Le climatologue James Hansen, auditionné par le Congrès américain en 1988 au sujet du réchauffement climatique, a qualifié ce phénomène de « réticence scientifique », qu’il reproche fermement à ses collègues. Il déplore que leur prudence ait empêché de communiquer la véritable urgence de la menace. Cette tendance s’est généralisée alors même que les conclusions des chercheurs étaient de plus en plus sombres. Ainsi, pendant des années, la publication de tous les grands articles, essais ou livres s’est accompagnée de nombreux commentaires sur la précision de la perspective et du ton : les scientifiques ont souvent critiqué l’équilibre entre l’optimisme et le pessimisme dans ces articles, c’est pourquoi de nombreux travaux ont été étiquetés de fatalistes.

Mais depuis quelque temps, cette circonspection a commencé à s’estomper, sans doute parce que l’accumulation de phénomènes météorologiques extrêmes n’a plus permis de faire autrement.

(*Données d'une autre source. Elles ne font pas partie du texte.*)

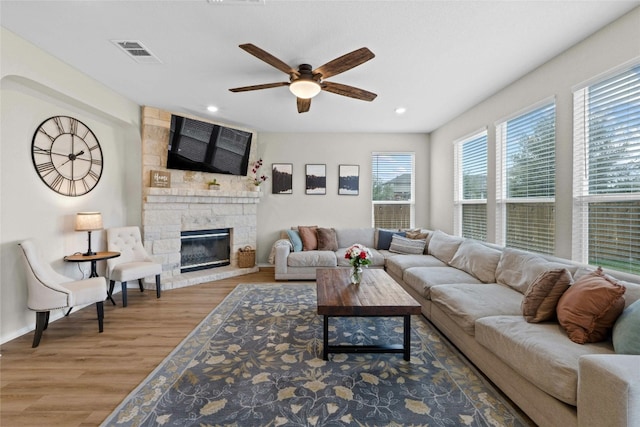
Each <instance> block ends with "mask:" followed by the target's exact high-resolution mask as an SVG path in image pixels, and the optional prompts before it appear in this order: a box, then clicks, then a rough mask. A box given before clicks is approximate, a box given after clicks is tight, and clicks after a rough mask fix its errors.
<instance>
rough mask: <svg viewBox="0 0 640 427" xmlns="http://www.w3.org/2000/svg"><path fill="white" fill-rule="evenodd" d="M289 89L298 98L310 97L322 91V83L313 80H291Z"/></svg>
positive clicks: (303, 98)
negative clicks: (319, 83)
mask: <svg viewBox="0 0 640 427" xmlns="http://www.w3.org/2000/svg"><path fill="white" fill-rule="evenodd" d="M289 90H290V91H291V93H293V94H294V95H295V96H297V97H298V98H302V99H310V98H313V97H314V96H316V95H317V94H319V93H320V90H321V88H320V84H319V83H318V82H315V81H313V80H307V79H299V80H296V81H294V82H291V84H290V85H289Z"/></svg>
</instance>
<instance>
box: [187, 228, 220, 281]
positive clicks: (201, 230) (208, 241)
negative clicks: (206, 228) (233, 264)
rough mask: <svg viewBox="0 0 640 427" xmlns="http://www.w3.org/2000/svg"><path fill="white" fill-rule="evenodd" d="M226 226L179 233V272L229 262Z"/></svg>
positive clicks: (216, 265)
mask: <svg viewBox="0 0 640 427" xmlns="http://www.w3.org/2000/svg"><path fill="white" fill-rule="evenodd" d="M230 231H231V230H229V229H228V228H220V229H213V230H196V231H183V232H181V233H180V242H181V249H180V272H181V273H187V272H189V271H198V270H205V269H208V268H216V267H223V266H225V265H229V264H231V258H230V255H231V245H230V236H231V233H230Z"/></svg>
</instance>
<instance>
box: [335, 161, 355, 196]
mask: <svg viewBox="0 0 640 427" xmlns="http://www.w3.org/2000/svg"><path fill="white" fill-rule="evenodd" d="M359 193H360V166H359V165H339V166H338V194H339V195H342V196H357V195H358V194H359Z"/></svg>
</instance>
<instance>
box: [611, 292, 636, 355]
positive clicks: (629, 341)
mask: <svg viewBox="0 0 640 427" xmlns="http://www.w3.org/2000/svg"><path fill="white" fill-rule="evenodd" d="M613 349H614V350H615V351H616V353H618V354H640V300H638V301H636V302H634V303H633V304H631V305H630V306H629V307H627V308H625V310H624V311H623V312H622V314H621V315H620V317H618V320H617V321H616V323H615V325H613Z"/></svg>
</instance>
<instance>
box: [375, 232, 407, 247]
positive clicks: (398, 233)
mask: <svg viewBox="0 0 640 427" xmlns="http://www.w3.org/2000/svg"><path fill="white" fill-rule="evenodd" d="M405 234H406V233H405V232H404V231H394V230H383V229H379V230H378V244H377V245H376V249H386V250H389V247H390V246H391V239H392V238H393V236H394V235H396V236H401V237H405Z"/></svg>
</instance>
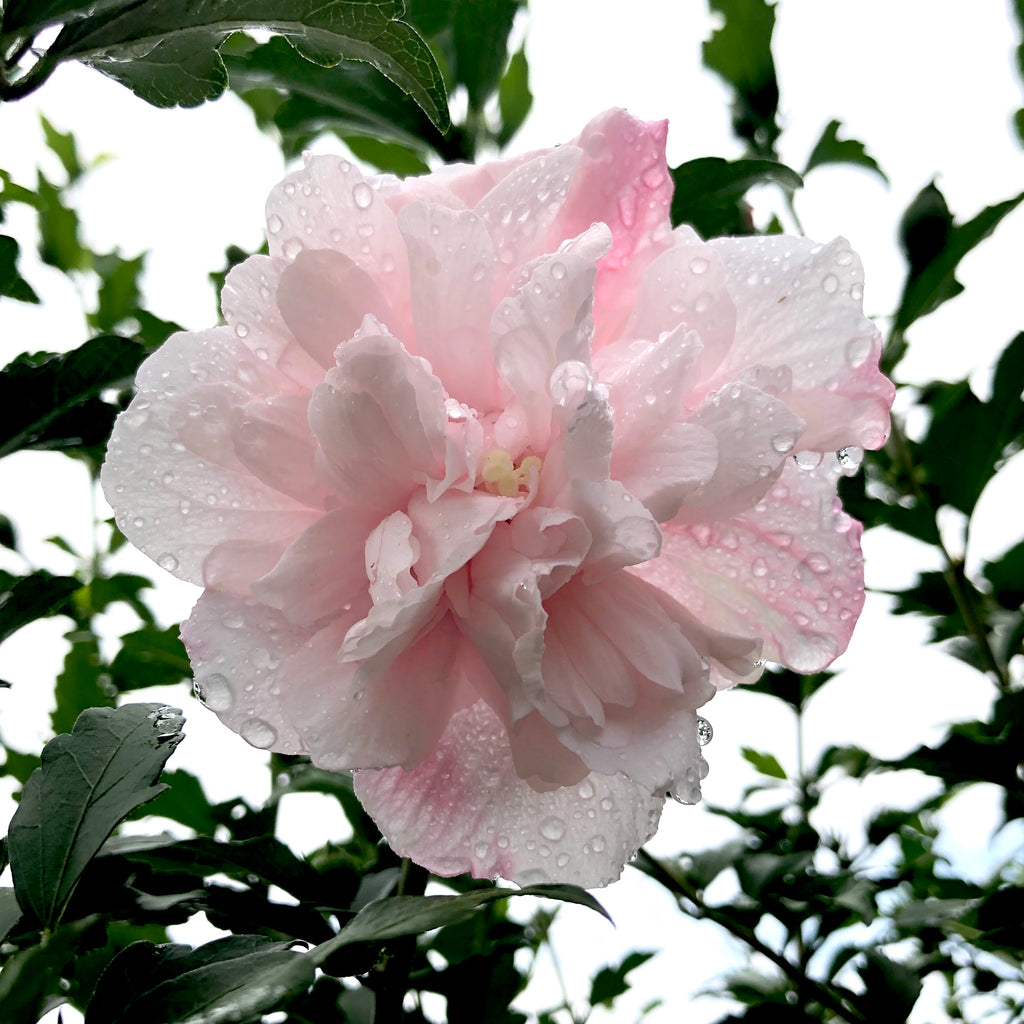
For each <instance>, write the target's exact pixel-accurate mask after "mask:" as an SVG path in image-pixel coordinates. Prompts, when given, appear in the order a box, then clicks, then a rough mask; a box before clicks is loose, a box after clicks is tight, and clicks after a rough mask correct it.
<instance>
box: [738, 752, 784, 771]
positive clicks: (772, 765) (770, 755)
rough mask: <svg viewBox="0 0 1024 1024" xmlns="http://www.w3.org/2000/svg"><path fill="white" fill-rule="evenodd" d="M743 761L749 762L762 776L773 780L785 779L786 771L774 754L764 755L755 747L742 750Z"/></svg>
mask: <svg viewBox="0 0 1024 1024" xmlns="http://www.w3.org/2000/svg"><path fill="white" fill-rule="evenodd" d="M740 753H741V754H742V755H743V759H744V760H745V761H749V762H750V763H751V764H752V765H754V767H755V768H757V770H758V771H759V772H761V774H762V775H768V776H770V777H771V778H785V777H786V774H785V769H784V768H783V767H782V766H781V765H780V764H779V763H778V759H777V758H776V757H775V756H774V755H773V754H762V753H760V752H758V751H756V750H754V748H753V746H743V748H740Z"/></svg>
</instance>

Certains scientifiques ont même commencé à adopter un ton alarmiste. Le rapport de l’ONU, résultat du travail d’une centaine de chercheurs du monde entier, n’aborde aucun des scénarios les plus terrifiants liés au réchauffement. Mais il comporte tout de même une nouveauté : pour la première fois, il devient acceptable, et même raisonnable, d’avoir vraiment peur pour la planète et nos civilisations. Et c’est déjà un progrès. Certes, paniquer semble peut-être contre-productif, mais au train où vont les choses, l’alarmisme et le catastrophisme vont nous être utiles, et ce pour plusieurs raisons.

D’abord parce que le changement climatique est un désastre imminent qui exige une offensive mondiale sans plus tarder. En d’autres termes, il est justifié de s’alarmer. Ensuite parce que l’augmentation des températures que l’on observe pourrait se solder par une chaleur mortelle dans les plus grandes métropoles du Moyen-Orient et de l’Asie du Sud, peut-être dès 2050. Dans l’Arctique, les glaces risquent de fondre complètement l’été et les calottes glaciaires dans l’Antarctique et au Groenland pourraient atteindre leur point de bascule de 2 degrés de hausse et causer ainsi des dommages contribuant à une augmentation catastrophique du niveau des océans.

Au travers des siècles, l’humanité a constamment dû relever des défis à court et à long terme. Son but semble essentiellement toujours le même: que celle-ci prenne constamment un plus grand contrôle sur sa destinée et son environnement. La répétition saccadée des crises climatiques auxquelles on assiste nous oblige à une réelle prise de conscience pour que l’on évite le pire.